Est-ce dégradant de s'y oublier ? Est-ce que, lorsqu'on se rend compte à un certain moment que nous fûmes auparavant quelqu'un, il faut tout lâcher au risque de se précipiter dans un mal plus fort encore que la perte de soi ? En atterissant, on a le tourni.. parfois pour un temps... parfois pour l'éternité.
Certains habitués, des danseurs professionnels, y arrivent fort bien. Ils maîtrisent assez bien leur partenaire et leur coeur pour pouvoir danser, lâcher, reprendre, valser, lâcher, reprendre, aimer, lâcher... pour les personnes nobles, amateurs de la valse unique, à la recherche de celle qui ne cessera que par leur ultime pas, pour eux alors, l'invitation est exceptionnelle et le tourni est éternel... tout est une question de sensation, de sensibilité.

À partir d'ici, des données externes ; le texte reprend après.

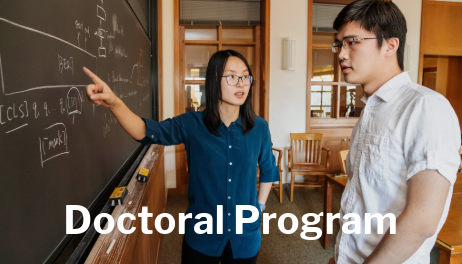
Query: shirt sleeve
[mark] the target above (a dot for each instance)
(171, 131)
(432, 138)
(269, 172)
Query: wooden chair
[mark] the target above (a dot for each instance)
(305, 159)
(342, 154)
(280, 175)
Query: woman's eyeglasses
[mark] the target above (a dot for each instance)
(234, 79)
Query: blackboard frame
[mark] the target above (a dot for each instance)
(71, 242)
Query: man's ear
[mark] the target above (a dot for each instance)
(392, 45)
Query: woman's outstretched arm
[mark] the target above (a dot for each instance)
(100, 93)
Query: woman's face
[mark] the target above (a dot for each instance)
(234, 94)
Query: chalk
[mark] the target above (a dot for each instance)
(118, 196)
(143, 175)
(110, 246)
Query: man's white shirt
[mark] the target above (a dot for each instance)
(404, 128)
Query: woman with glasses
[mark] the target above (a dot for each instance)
(223, 144)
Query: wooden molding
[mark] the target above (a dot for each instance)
(265, 17)
(309, 68)
(160, 60)
(334, 2)
(437, 35)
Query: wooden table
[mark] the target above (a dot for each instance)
(450, 237)
(330, 181)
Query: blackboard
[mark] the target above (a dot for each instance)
(56, 148)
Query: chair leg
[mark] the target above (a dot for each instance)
(292, 182)
(280, 187)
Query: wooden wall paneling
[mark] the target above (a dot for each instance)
(160, 68)
(442, 75)
(309, 68)
(265, 12)
(220, 38)
(439, 19)
(180, 157)
(334, 2)
(256, 72)
(453, 91)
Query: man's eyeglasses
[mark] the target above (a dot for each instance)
(346, 43)
(234, 79)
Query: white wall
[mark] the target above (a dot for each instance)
(168, 81)
(287, 104)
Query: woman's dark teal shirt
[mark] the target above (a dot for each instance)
(222, 171)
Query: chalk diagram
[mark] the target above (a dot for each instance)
(53, 139)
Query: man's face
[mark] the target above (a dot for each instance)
(360, 60)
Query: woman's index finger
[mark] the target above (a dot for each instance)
(92, 76)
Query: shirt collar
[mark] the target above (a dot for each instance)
(238, 121)
(389, 89)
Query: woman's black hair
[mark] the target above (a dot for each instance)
(213, 94)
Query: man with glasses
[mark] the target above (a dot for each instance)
(403, 156)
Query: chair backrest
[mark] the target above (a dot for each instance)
(342, 155)
(306, 148)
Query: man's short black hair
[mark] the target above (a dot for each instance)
(381, 17)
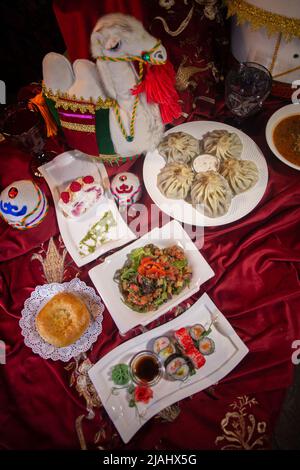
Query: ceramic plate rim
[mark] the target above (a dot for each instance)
(63, 223)
(95, 274)
(204, 301)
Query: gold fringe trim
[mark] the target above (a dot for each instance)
(260, 18)
(74, 126)
(286, 72)
(66, 101)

Au troisième temps de la valse
Nous valsons enfin tous les trois
Au troisième temps de la valse
Il y a toi y a l'amour et y a moi
Et Paris qui bat la mesure
Paris qui mesure notre émoi
Et Paris qui bat la mesure
Laisse enfin éclater sa joie
Dans la tourmente, on ne peut penser à rien. Cette si douce faculté qui nous faisait imaginer notre avenir, rappeller notre passé, apprécier ou souffrir de notre présent n'est plus. Les esprits, l'esprit, s'empreignent du corps d'autrui... la main droite se soude au buste, les deux mains gauches serrées gèlent soudainement... les souffles participent au toubillon invisible... les regards se pénètrent et deviennent des passerelles vers un monde d'infini, l'allure s'accélère... On ne parle pas... pas un mouvement de lèvre ne défigure les sourires comme figés dans cet espace en marbre aux couleurs de l'insaisissable... chaque mouvement, chaque pas, s'impose au monde spontanément comme une expression nouvelle de Dame-Nature.
Les arbres fleurissent, les herbes poussent, les animaux vivent selon la chaîne alimentaire, le ciel gronde, pleure ou siffle... et, eux, ils dansent.

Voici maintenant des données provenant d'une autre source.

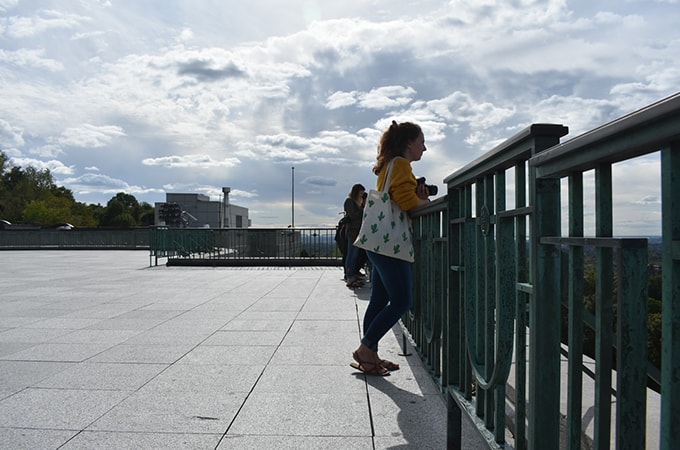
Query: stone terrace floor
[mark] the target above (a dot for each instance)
(99, 350)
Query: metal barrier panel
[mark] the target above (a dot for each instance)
(77, 238)
(513, 278)
(245, 246)
(620, 313)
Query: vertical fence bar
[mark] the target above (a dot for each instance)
(575, 315)
(544, 338)
(670, 352)
(631, 346)
(522, 300)
(604, 316)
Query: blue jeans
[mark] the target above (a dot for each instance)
(351, 259)
(391, 297)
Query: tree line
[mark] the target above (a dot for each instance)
(30, 196)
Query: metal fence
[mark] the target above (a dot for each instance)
(75, 239)
(245, 246)
(493, 280)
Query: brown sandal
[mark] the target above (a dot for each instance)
(389, 365)
(369, 367)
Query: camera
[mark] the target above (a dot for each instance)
(431, 189)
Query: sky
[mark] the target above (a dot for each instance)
(284, 102)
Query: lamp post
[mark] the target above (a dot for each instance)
(292, 198)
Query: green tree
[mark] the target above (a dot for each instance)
(120, 211)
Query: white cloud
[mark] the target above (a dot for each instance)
(55, 167)
(184, 161)
(199, 95)
(90, 136)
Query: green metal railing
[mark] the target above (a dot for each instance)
(76, 239)
(494, 273)
(244, 246)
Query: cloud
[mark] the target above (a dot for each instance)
(319, 181)
(55, 167)
(254, 88)
(186, 161)
(18, 27)
(10, 136)
(203, 71)
(32, 58)
(89, 136)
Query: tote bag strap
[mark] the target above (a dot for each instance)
(386, 183)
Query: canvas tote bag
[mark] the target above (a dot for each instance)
(385, 228)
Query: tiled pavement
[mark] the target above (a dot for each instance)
(99, 350)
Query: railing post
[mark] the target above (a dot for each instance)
(670, 351)
(544, 319)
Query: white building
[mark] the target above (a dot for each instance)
(199, 212)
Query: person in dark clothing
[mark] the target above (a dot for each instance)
(354, 211)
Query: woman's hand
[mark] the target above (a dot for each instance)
(422, 191)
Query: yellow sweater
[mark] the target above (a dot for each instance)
(402, 183)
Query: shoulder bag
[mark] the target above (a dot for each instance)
(385, 228)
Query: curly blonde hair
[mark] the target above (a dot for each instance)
(394, 141)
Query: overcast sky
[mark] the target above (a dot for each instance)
(153, 96)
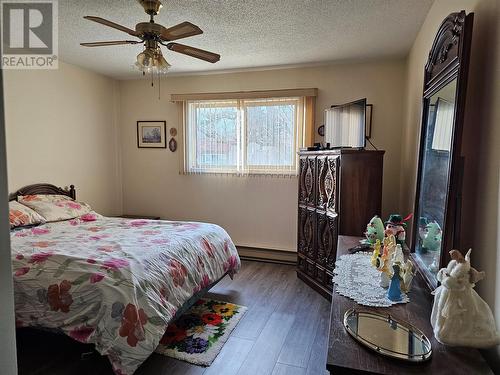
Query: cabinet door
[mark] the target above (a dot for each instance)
(307, 232)
(306, 180)
(327, 167)
(327, 240)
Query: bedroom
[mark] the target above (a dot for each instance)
(77, 124)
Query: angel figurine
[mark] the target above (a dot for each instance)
(460, 317)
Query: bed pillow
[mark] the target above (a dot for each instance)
(20, 215)
(55, 207)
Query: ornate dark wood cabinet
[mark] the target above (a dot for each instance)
(339, 192)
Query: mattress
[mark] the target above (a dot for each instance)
(115, 282)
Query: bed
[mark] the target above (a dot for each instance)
(114, 282)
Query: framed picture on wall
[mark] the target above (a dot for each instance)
(151, 134)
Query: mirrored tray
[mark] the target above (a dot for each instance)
(388, 336)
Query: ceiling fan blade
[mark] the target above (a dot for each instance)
(194, 52)
(182, 30)
(104, 22)
(110, 43)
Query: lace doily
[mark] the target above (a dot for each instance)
(354, 277)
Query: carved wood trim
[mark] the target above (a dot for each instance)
(46, 189)
(445, 51)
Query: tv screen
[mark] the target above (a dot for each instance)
(345, 125)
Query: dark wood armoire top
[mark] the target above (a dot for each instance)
(342, 151)
(346, 356)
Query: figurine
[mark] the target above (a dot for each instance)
(394, 292)
(374, 230)
(422, 225)
(460, 317)
(384, 261)
(432, 242)
(396, 226)
(397, 256)
(432, 237)
(376, 253)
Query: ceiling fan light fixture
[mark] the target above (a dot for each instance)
(152, 61)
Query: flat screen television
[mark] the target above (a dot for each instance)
(345, 125)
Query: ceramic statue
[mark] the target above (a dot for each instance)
(394, 292)
(374, 230)
(383, 262)
(396, 226)
(432, 237)
(407, 274)
(460, 317)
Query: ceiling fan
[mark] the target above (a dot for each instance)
(152, 35)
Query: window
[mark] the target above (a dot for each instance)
(244, 136)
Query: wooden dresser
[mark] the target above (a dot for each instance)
(339, 192)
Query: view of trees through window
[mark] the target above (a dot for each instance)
(243, 134)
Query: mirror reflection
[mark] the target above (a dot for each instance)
(435, 176)
(387, 335)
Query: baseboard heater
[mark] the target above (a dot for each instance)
(267, 255)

Au dernier temps de la valse, les partenaires ne bougent plus, le monde, leur monde, tournent autour d'eux.
Commentaires
J adooore!!!!
Alors je dois avouer que les soiree metalleux goth je sais pas quoi m ont fait hurler de rire!!! mais tu as toujours éte le plus trash metal d entre nous mon ami... Ma grand mere est tres forte en tango aussi, je vous arrange un rencard au dansing? Vous croyez que j ai pas compris votre petit jeu???
ps: a lépoque, je mettrais ca sur le compte de ma naïvete prepubere, je n avais pas saisi toute la dimension sexuelle et sensuelle de la chose. Merci de tes lumières...On redanse quand ensemble???